Zaitoun, A., Sagi, T., & Hose, K. (2023). Automated Ontology Evaluation: Evaluating Coverage and Correctness using a Domain Corpus. In Y. Ding, J. Tang, & J. Sequeda (Eds.), WWW ’23 Companion: Companion Proceedings of the ACM Web Conference 2023 (pp. 1127–1137). Association for Computing Machinery. https://doi.org/10.1145/3543873.3587617
ontologies; natural language processing; BERT; Web Ontology Language
en
Abstract:
Ontologies conceptualize domains and are a crucial part of web semantics and information systems. However, re-using an existing ontology for a new task requires a detailed evaluation of the candidate ontology as it may cover only a subset of the domain concepts, contain information that is redundant or misleading, and have inaccurate relations and hierarchies between concepts.
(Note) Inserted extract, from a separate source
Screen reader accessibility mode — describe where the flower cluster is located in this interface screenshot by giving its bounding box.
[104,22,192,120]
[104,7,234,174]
Manual evaluation of large and complex ontologies is a tedious task. Thus, a few approaches have been proposed for automated evaluation, ranging from concept coverage to ontology generation from a corpus. Existing approaches, however, are limited by their dependence on external structured knowledge sources, such as a thesaurus, as well as by their inability to evaluate semantic relationships. In this paper, we propose a novel framework to automatically evaluate the domain coverage and semantic correctness of existing ontologies based on domain information derived from text. The approach uses a domain-tuned named-entity-recognition model to extract phrasal concepts. The extracted concepts are then used as a representation of the domain against which we evaluate the candidate ontology’s concepts. We further employ a domain-tuned language model to determine the semantic correctness of the candidate ontology’s relations. We demonstrate our automated approach on several large ontologies from the oceanographic domain and show its agreement with a manual evaluation by domain experts and its superiority over the state-of-the-art.